I am trying to solve: Consider the conic $C = Z(X_{0}X_{1} - X_{2}^{2})$ in the projective plane.
(a) Find the pointwise stabiliser of $C$ in $PGL(3,K)$
(b) Find the setwise stabiliser of $C$ in $PGL(3,K)$
My attempt:
Step1: I try to find the points in $C$ as follows:
We have two cases to consider:
Case1: $X_{0} = 0$. In this case, we must have $X_{2} = 0$, then we just have one point on the conic of the form $(0,a,b)$ which is $(0,1,0)$.
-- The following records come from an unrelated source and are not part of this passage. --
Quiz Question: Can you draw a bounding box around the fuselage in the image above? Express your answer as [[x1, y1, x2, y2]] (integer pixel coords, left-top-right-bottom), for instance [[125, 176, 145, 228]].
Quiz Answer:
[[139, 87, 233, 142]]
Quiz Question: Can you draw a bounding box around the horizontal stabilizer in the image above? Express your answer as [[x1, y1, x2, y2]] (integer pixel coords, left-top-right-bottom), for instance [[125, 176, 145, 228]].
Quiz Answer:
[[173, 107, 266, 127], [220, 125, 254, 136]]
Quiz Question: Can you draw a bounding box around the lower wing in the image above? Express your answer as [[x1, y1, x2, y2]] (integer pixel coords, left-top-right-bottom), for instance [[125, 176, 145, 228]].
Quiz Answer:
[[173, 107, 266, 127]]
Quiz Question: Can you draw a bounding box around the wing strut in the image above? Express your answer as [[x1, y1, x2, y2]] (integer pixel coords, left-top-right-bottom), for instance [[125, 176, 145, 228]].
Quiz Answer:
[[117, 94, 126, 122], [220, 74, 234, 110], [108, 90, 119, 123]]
Case2: $X_{0} \neq 0$. In this case, we have all the points of the form $(1,a,a^{2})$ where a is any element of $K$, including $0$.
Step2:
Then, I take any 3 x 3 matrix, right now, I have no idea about the entries of the matrix. Since we are looking for the pointwise stabiliser of the conic, our matrix must map $[0,1,0]$ to itself. This means that, the second column of the matrix must be $[0,\lambda,0]$ for some nonzero $\lambda$ in $K$.
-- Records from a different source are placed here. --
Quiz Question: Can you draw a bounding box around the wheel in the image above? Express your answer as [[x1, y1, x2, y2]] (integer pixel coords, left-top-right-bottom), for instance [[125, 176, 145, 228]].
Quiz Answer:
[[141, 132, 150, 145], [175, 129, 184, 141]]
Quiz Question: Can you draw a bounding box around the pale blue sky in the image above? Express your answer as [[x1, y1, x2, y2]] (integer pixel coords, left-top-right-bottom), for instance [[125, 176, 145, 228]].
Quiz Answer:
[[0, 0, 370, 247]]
If we apply the same reasoning to $[1,0,0]$, then the first column of the matrix must be $[\beta,0,0]$.
Since our matrix, must be invertible, the last row cannot be $[0,0,0]$ thus it is of the form $[0,0,\alpha]$ for some nonzero $\alpha$ in $K$. Since, we are working with projectivities, we can normalize the last row to $[0,0,1]$. Now, our matrix looks like: \begin{bmatrix} \beta & 0 & *\\ 0 & \lambda & *\\ 0 & 0 & 1 \end{bmatrix} where * is any element of $K$, including $0$. I came here so far.
My main question is how to solve such questions in general: We are given an object in projective space, not necessarily zero locus of a linear form. How to find its pointwise and setwise stabiliser in projectivity group? Is there an algorithm to do this?
Thanks, in advance.